Forse i Maya non avevano sbagliato ad indicare la fine del modo il 21 dicembre 2012. Forse erano solo stati un po’ imprecisi, e avevano sbagliato di otto anni. D’altra parte, aspettarsi precisione allo scoccare del secondo quando si sta trattando di una profezia millenaria è chiedere troppo.
I Maya avevano redatto il calendario probabilmente tra i 250 e i 600 anni prima dell’anno zero, non c’è da stupirsi se il calcolo presenta un po’ di margine di errore. Questo 2020 ci ha portato, una dopo l’altra, una serie che sembra interminabile di sfortunati eventi. Tanto che, a pensarci, Lemony Snicket potrebbe scrivere una serie sui trigemini Pantano che si svolge non nel corso di anni, ma nei primi quattro mesi del 2020, ed avere abbastanza sfortune e cataclismi da riempire una dozzina di libri.
Tutto è iniziato, presentandosi camuffato da uno strascico di fine 2019, con gli incendi in Australia. Milioni di animali e specie vegetali hanno perso la vita, tantissime persone sono rimaste senza una casa, il cielo è rimasto grigio per giorni.
Poi c’è stata la ventata della terza guerra mondiale, con meme e tutto il resto. L’uccisione di Soleimani da parte degli USA sembrava avrebbe portato ad un incrinarsi di equilibri fragili ed un’escalation.
Nemmeno il tempo di riflettere sulla guerra, il Covid-19 si è moltiplicato e diffuso in Italia, in Europa, nel mondo. È stato dichiarato pandemia, e tutto il resto è passato in qualche modo in secondo piano. La prima pagina, la prima notizia di ogni giornale e telegiornale in tutto il mondo ruota intorno al virus.
Ad aprile, mentre tutti sono rinchiusi in casa, arrivano altre cattive notizie dell’Ucraina. Da sabato scorso, degli incendi sono divampati nei dintorno di Chernobyl, e le misurazioni nella zona stanno svelando livelli di radiazioni 16 volte superiori alla norma. Gli alberi trattenevano parte delle radiazioni, che stanno ora essendo rilasciate nelle aree circostanti. Niente di grave, dicono gli esperti, i livelli non sembrerebbero tanto alti da potersi considerare allarmanti.
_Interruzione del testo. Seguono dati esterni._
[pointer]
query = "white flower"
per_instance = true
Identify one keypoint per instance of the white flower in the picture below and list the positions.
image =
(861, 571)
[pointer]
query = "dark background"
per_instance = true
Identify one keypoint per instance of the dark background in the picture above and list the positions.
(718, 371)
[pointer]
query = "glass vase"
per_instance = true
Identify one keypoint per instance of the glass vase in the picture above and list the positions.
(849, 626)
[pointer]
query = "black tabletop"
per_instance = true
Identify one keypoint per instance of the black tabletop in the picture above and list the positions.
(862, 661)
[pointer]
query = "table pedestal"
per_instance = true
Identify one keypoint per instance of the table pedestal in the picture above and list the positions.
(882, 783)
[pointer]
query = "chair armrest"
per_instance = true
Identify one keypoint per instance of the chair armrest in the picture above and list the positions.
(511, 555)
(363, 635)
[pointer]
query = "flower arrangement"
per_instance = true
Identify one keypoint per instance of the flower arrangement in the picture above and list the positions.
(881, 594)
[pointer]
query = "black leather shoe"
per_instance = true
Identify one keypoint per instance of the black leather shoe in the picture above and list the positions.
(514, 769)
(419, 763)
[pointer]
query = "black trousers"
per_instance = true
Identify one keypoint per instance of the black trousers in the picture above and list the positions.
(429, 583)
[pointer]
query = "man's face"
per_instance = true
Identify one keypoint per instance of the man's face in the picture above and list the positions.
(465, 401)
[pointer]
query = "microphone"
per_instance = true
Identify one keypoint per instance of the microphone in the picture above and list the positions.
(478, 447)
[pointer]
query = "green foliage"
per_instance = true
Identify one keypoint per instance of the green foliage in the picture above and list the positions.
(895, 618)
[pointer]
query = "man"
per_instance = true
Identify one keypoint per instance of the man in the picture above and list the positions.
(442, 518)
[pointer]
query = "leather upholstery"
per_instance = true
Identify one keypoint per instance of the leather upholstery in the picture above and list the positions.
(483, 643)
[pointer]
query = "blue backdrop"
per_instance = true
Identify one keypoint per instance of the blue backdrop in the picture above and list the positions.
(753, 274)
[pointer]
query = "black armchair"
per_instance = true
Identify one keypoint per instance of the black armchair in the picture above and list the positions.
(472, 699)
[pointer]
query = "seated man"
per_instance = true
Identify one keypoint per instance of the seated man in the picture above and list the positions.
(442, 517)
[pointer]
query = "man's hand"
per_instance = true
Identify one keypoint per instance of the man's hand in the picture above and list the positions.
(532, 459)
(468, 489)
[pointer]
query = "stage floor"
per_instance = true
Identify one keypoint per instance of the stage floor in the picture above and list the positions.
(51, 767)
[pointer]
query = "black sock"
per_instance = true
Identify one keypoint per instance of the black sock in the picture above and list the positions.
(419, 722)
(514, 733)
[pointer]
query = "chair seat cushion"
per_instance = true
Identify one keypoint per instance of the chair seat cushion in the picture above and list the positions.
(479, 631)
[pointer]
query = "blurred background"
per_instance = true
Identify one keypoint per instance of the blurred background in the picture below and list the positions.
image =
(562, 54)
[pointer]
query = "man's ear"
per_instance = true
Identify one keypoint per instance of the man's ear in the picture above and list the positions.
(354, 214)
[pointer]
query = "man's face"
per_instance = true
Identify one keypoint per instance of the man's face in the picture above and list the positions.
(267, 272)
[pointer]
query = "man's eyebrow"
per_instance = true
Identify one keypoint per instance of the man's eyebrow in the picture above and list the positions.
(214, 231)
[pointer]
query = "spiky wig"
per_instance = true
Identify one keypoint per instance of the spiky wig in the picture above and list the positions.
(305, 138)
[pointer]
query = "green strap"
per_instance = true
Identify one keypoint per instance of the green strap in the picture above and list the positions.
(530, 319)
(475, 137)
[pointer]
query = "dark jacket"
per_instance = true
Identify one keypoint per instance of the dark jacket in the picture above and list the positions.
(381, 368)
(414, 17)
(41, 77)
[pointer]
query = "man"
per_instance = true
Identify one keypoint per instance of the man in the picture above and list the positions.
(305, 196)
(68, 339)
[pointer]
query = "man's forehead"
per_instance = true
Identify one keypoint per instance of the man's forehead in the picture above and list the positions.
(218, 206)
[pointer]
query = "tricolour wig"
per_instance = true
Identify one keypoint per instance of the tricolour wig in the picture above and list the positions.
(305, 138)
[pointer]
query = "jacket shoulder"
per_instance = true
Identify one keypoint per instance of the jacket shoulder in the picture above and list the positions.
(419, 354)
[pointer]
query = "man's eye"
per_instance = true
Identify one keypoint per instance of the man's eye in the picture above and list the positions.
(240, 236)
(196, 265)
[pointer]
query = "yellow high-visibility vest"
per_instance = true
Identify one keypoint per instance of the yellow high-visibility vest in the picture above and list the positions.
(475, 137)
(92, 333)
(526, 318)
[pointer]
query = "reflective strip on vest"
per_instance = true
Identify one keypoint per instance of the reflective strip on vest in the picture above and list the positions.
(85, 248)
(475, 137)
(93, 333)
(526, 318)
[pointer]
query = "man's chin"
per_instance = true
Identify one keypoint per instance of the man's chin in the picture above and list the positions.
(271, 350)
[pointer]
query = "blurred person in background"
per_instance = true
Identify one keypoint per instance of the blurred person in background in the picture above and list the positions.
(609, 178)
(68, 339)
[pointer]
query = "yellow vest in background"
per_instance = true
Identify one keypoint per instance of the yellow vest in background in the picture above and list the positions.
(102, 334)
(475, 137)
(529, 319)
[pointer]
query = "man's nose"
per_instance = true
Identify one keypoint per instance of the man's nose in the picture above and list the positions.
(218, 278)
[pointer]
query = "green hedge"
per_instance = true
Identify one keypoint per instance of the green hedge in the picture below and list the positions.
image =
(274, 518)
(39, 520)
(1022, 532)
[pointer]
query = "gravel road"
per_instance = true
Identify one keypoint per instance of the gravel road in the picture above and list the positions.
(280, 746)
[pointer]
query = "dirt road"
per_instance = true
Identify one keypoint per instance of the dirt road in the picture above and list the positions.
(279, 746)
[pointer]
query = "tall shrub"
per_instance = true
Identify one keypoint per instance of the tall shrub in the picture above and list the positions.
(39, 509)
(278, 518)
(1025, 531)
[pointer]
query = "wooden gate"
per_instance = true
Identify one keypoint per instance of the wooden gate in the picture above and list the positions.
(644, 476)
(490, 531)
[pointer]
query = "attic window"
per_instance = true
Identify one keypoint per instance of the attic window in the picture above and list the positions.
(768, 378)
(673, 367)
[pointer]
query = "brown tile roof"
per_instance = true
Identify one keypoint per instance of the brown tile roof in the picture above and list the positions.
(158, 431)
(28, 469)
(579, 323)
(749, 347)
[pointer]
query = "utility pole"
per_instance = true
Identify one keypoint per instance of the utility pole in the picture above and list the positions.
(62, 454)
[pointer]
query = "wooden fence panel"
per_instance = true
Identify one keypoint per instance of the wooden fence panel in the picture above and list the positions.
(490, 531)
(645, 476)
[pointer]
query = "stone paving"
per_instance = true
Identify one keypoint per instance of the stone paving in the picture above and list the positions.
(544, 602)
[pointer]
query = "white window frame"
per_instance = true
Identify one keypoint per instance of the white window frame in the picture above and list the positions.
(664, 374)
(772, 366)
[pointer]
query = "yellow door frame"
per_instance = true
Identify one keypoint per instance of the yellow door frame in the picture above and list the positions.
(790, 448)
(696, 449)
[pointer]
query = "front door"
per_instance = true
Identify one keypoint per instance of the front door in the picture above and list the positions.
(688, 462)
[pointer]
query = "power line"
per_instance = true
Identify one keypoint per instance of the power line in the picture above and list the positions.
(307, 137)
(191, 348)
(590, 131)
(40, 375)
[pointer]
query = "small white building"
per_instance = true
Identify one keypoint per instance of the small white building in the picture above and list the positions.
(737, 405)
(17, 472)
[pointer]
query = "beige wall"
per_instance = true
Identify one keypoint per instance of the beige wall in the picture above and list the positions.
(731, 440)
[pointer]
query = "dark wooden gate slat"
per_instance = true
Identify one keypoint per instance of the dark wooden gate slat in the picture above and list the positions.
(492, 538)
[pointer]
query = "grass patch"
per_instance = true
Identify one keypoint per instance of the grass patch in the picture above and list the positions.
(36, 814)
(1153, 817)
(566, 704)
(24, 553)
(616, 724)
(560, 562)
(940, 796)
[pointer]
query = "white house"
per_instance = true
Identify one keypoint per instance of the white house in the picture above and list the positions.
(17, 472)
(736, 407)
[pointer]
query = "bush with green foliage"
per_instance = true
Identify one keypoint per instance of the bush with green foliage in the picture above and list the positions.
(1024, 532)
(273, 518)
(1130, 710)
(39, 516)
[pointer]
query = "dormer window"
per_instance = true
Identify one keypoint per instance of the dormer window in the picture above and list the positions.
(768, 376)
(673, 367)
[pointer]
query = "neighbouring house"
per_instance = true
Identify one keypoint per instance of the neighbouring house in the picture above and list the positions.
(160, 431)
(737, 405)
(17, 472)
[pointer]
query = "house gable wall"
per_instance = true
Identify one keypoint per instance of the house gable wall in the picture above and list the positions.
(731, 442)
Nonostante alcuni di questi pericoli possano forse considerarsi dei falsi allarmi, dei momenti bui che non hanno portato a niente di tragicamente concreto, resta la peculiarità di queste tragedie che si susseguono e si inseguono. Come se ognuna volesse superare l’altra e guadagnarsi il titolo più grande in prima pagina.
È come se avessimo di colpo cambiato la difficoltà di un videogioco: ora i nemici giungono da tutti i lati, di tutti i tipi, e tutti allo stesso tempo. Non resta che prepararci alla battaglia con il boss finale. Certo, alla fine andrà tutto bene, non facciamo i fatalisti, non ci sarà la fine del mondo (?).
Ma, lasciatemelo dire, sembra che il 2020 sia un anno con la sindrome del protagonista, e stia facendo di tutto per essere ricordato nella prossima edizione dei libri di storia. Ho un messaggio per il signor 2020: direi che sfiorare una guerra mondiale, distruggere ettari ed ettari di foreste, liberare radiazioni nucleari e scatenare una pandemia siano motivazioni sufficienti per avere film, libri e programmi Tv per almeno i prossimi 15 anni. La mania di protagonismo può finire qui.
Che ci resta? Ne usciremo, non adesso, ma ne usciremo. E sicuramente ne usciremo più forti, magari con priorità diverse, ridimensionate. Magari conosceremo meglio i nostri cari, e magari valuteremo più del solito la tranquillità e la monotonia della vita normale. Saremo più felici quando i notiziari parleranno solo del nuovo royal baby, o del numero di reggiseni trovati sparsi nel prato dopo il concerto di Vasco Rossi.